Take it from me, there’s no way to be totally prepared, but here’s what you need to know.
Recently, after having my second child, some close friends who have known me since my single days commented on how they can’t believe I’m now a mother of two. Frankly, I feel the same. I look at my children — these beautiful, complex, dependent little humans that God has blessed us with — and I wonder when my husband and I became ready for parenthood. Was it after we got married and figured we ought to advance to step three in the first comes love, then comes marriage initiative? Was it when we bought the four-bedroom house and decided we needed more bodies to fill it?
And then, it dawned on me: There was never a point when I was ready for parenthood and to this day, I’m still not.
Does that mean I regret having kids? No. In fact, it’s exactly the opposite. Opening our hearts and lives to the creation of new life was the best decision we ever made. But in truth, I don’t think there’s any way to be ready to be a parent, even after you enter it. It’s too dynamic and extraordinary a role, always demanding new feats, both physically and emotionally.

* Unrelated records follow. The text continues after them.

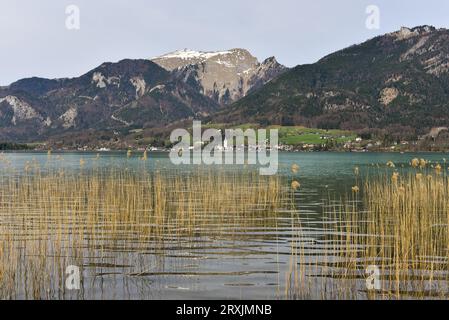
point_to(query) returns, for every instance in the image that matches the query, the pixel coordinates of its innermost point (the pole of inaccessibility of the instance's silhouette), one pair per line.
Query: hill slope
(398, 82)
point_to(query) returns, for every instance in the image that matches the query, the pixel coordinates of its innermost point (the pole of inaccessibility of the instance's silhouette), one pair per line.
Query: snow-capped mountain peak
(224, 76)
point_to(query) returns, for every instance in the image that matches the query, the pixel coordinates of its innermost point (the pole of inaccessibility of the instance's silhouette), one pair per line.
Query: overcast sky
(34, 40)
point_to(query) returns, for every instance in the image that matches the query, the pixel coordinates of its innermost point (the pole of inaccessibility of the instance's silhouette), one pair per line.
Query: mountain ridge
(397, 83)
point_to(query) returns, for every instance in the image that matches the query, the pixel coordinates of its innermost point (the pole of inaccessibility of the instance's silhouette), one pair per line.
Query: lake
(223, 256)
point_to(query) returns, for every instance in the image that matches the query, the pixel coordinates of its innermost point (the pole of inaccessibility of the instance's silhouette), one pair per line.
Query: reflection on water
(167, 232)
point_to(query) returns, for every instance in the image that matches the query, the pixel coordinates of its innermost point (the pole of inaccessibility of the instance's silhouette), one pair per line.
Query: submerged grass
(391, 243)
(50, 219)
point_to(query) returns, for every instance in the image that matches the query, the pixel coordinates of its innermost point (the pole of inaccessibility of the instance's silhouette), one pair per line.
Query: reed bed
(395, 224)
(50, 219)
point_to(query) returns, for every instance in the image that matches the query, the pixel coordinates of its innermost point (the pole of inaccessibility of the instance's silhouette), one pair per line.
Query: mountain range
(131, 94)
(397, 83)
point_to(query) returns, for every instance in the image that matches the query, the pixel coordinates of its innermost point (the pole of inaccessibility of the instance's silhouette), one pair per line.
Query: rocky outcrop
(224, 76)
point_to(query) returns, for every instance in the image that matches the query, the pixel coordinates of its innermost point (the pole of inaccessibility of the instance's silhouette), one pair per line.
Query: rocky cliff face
(224, 76)
(128, 94)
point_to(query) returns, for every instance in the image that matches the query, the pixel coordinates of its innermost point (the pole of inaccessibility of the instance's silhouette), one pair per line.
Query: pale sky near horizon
(34, 40)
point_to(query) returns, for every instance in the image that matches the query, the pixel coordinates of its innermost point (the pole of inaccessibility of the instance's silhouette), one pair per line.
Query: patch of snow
(159, 87)
(187, 54)
(101, 81)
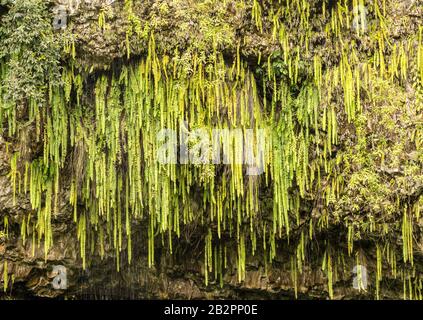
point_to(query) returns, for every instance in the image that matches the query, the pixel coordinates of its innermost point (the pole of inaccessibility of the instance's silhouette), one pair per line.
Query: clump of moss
(31, 49)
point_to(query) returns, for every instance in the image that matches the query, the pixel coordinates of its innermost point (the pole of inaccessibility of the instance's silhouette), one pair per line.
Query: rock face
(356, 212)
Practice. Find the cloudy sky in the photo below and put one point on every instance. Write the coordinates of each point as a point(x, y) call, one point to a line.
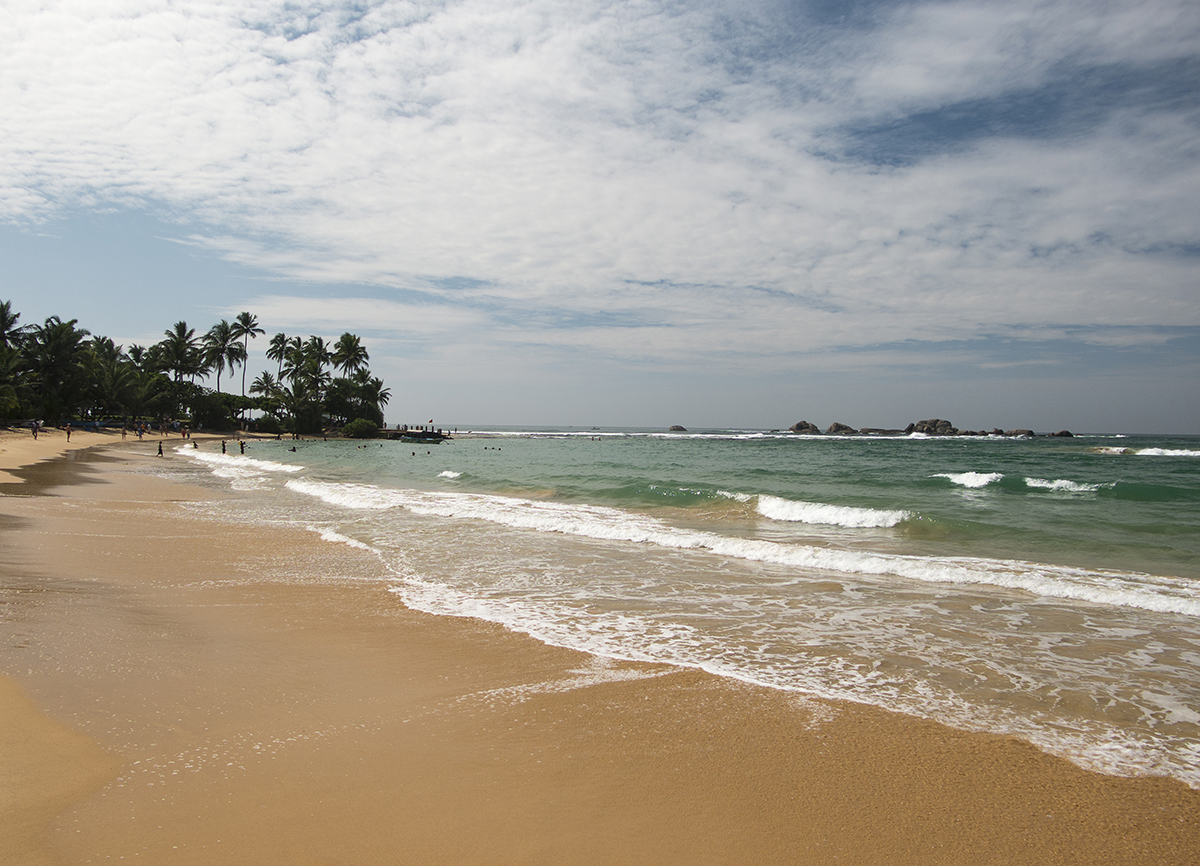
point(642, 212)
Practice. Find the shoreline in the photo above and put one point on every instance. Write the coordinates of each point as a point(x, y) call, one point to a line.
point(267, 699)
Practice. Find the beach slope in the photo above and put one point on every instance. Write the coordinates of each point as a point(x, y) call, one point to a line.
point(219, 693)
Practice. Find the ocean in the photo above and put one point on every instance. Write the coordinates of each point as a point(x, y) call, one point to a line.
point(1043, 588)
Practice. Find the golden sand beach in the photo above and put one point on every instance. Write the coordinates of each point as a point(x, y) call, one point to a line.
point(181, 690)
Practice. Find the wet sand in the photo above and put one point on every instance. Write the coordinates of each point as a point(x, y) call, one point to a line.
point(186, 691)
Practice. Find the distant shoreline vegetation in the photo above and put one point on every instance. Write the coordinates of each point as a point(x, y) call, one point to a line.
point(58, 372)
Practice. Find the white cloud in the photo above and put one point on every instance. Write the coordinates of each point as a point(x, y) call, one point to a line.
point(629, 160)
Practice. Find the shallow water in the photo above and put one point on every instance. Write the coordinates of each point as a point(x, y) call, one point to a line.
point(1043, 588)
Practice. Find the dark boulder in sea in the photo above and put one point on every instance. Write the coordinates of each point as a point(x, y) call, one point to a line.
point(934, 426)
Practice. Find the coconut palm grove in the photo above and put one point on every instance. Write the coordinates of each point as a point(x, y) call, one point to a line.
point(58, 372)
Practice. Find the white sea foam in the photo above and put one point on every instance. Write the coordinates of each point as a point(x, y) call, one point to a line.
point(736, 497)
point(238, 462)
point(972, 480)
point(1111, 588)
point(1061, 486)
point(337, 537)
point(791, 510)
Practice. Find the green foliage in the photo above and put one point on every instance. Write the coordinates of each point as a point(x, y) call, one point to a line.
point(211, 410)
point(361, 428)
point(57, 371)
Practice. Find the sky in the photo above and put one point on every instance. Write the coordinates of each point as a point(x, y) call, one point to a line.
point(633, 214)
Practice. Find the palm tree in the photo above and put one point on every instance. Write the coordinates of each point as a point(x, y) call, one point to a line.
point(10, 335)
point(180, 352)
point(221, 347)
point(349, 354)
point(57, 359)
point(245, 326)
point(277, 350)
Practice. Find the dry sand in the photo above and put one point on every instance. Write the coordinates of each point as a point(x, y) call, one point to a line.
point(213, 693)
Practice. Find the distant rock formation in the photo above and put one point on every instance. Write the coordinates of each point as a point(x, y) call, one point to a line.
point(934, 427)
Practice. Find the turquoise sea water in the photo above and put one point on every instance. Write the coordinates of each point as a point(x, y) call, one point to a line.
point(1044, 588)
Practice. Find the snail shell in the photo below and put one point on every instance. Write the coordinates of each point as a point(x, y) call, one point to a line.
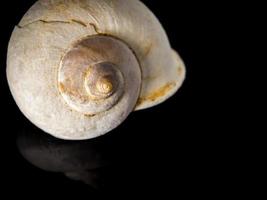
point(77, 68)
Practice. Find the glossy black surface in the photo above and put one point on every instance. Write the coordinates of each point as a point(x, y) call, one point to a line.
point(172, 149)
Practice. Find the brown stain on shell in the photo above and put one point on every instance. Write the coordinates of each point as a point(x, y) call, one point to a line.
point(153, 96)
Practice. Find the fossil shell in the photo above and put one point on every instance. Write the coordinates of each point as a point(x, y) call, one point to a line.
point(77, 68)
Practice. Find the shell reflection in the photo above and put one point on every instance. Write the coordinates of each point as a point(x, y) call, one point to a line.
point(87, 161)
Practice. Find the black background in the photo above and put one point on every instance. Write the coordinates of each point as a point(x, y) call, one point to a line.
point(176, 148)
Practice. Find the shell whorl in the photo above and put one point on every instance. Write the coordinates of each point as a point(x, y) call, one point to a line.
point(90, 77)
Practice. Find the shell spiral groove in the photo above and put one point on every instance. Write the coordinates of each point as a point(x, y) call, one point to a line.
point(77, 69)
point(90, 81)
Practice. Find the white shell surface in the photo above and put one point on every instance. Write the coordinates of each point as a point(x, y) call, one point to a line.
point(34, 56)
point(131, 21)
point(46, 32)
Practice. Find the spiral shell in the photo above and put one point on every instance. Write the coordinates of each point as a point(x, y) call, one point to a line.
point(77, 68)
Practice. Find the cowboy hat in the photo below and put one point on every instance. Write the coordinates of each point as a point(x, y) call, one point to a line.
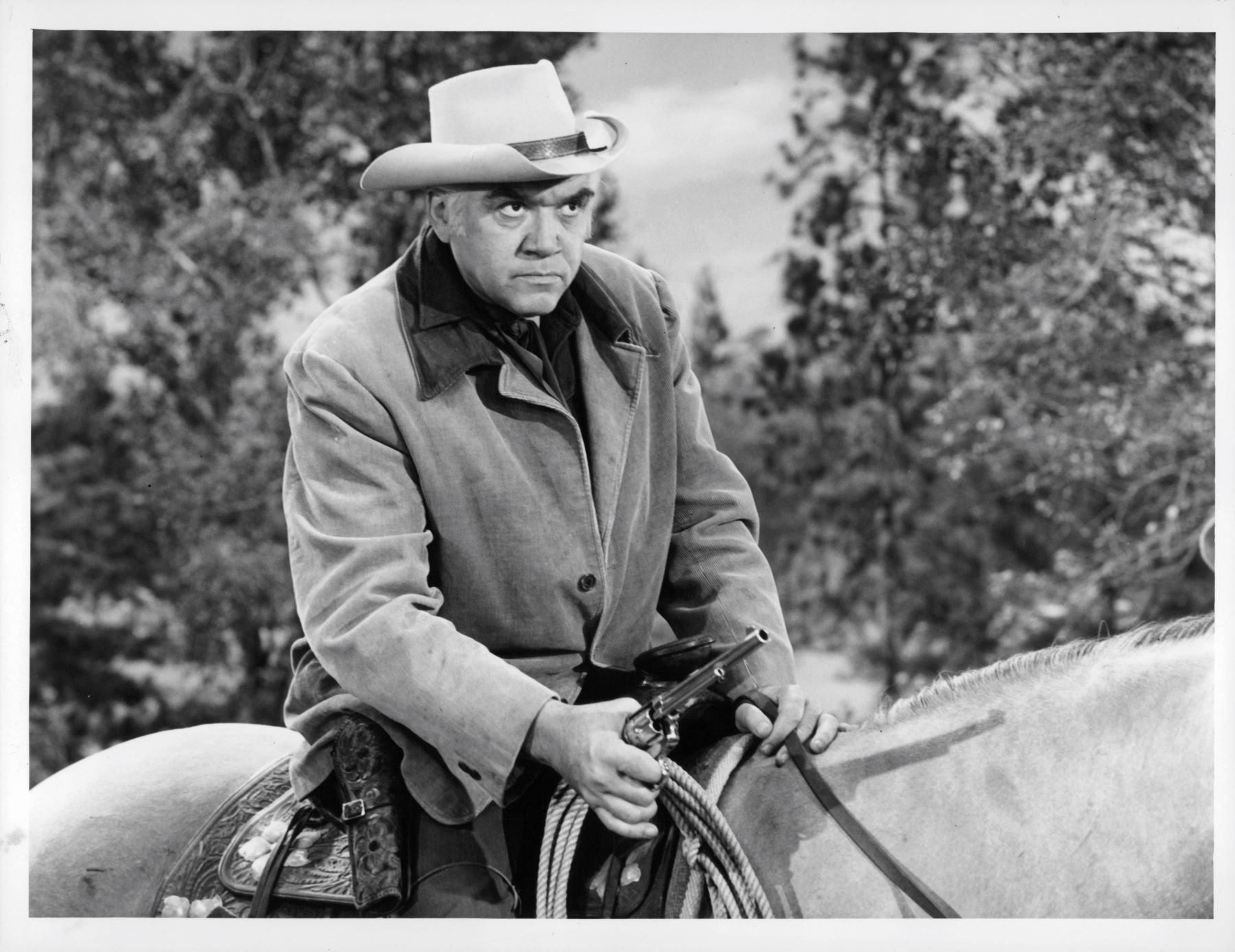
point(504, 123)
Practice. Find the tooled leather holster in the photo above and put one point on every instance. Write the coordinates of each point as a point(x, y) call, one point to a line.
point(375, 808)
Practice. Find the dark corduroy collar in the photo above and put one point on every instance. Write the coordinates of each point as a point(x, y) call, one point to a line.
point(441, 316)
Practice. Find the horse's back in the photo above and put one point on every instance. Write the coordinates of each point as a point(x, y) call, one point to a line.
point(106, 830)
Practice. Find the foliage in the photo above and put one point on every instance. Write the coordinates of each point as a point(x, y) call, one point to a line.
point(194, 195)
point(991, 424)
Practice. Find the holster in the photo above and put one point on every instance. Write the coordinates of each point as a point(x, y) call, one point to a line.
point(375, 809)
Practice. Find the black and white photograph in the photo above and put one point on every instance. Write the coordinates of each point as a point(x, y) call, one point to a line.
point(524, 463)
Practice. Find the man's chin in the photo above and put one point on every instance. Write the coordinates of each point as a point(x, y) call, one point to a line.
point(532, 305)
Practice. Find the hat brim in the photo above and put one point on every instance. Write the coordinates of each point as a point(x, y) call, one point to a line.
point(423, 165)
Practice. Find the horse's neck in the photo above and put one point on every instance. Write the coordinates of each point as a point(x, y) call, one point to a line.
point(1079, 792)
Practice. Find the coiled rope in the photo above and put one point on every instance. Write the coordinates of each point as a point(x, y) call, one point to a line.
point(713, 853)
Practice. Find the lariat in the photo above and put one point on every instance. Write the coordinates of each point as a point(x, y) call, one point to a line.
point(718, 865)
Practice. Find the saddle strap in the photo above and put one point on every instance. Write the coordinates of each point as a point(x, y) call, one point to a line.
point(862, 839)
point(265, 890)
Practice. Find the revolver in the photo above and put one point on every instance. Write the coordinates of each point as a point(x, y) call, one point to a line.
point(655, 725)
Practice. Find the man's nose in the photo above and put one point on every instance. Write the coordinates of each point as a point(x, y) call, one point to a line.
point(543, 235)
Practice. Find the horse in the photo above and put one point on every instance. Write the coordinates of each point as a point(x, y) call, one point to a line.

I’m no stranger to the endless reasons couples have for postponing pregnancy and I don’t disagree with any of them. Wanting to be more financially secure, accomplishing educational or career goals, or simply longing to enjoy some time together as newlyweds before adding kids to the mix – I’ve heard them all and I’m not here to tell you that your reasons aren’t legitimate.
What I’m saying is that even after you’ve saved some money, earned a degree, climbed the corporate ladder, or had a few years to settle into married life, you’re still not going to feel ready for parenthood. No one ever is. Not because it’s such a massive responsibility for which there’s no way to prepare; but because becoming a parent, as an insightful priest once told me, means allowing your heart to exist outside your body. It means entering a new level of vulnerability as you watch a little piece of you become a distinct individual. It means allowing yourself to be completely depended on in a way you never thought possible by a small someone who adds an entirely new dimension of meaning, happiness, and love to your life.
Even with two little ones, I still don’t consider myself qualified for this parenting thing and I’m not alone. As comedian Jim Gaffigan brilliantly puts it, “Every night before I get my one hour of sleep, I have the same thought: ‘Well, that’s a wrap on another day of acting like I know what I’m doing.’ … Most of the time, I feel entirely unqualified to be a parent. I call these times being awake.”
That’s the great irony of parenthood. One or more ignorant little people who are probably certain they have everything all figured out are utterly dependent on their parents who, more than likely, are certain they have next to nothing figured out. And even if they thought before having kids that they were 100 percent prepared for them, they quickly realized how mistaken they were. Lauren Hartmann, a mom and Babble.com writer, admitted, “I have no clue what I’m doing and I’m a parent who happens to also have a degree in child development. We’re all just doing the best we can and learning as we go.”
You see, becoming a mother or father is so magnificently unlike any other role you’ve ever held precisely because it blows your mind. The amount of work, money, chaos, but also laughter, joy and especially the unimaginable love that all comes along with it continue to amaze me. Anyone who says, “I was entirely aware of what I was signing up for in having children and have been surprised by absolutely nothing,” is either a robot or lying.
I’m not trying to convince you to have kids right away. The last thing I want is to pile on even more pressure since you’re probably feeling it already thanks to social media and well-meaning parents who seem to crave grandchildren like they’re some rite of passage. My only intention is to give you a heads-up that if you’re patiently awaiting the day when the clouds part and down comes your complete preparedness for parenthood, it’s not going to happen.
As Hartmann credited a wise mother for once telling her, “You’re never really ready for parenthood. Just get as ready as you can get and then jump in.”
Trust me. It will be the best decision you ever make.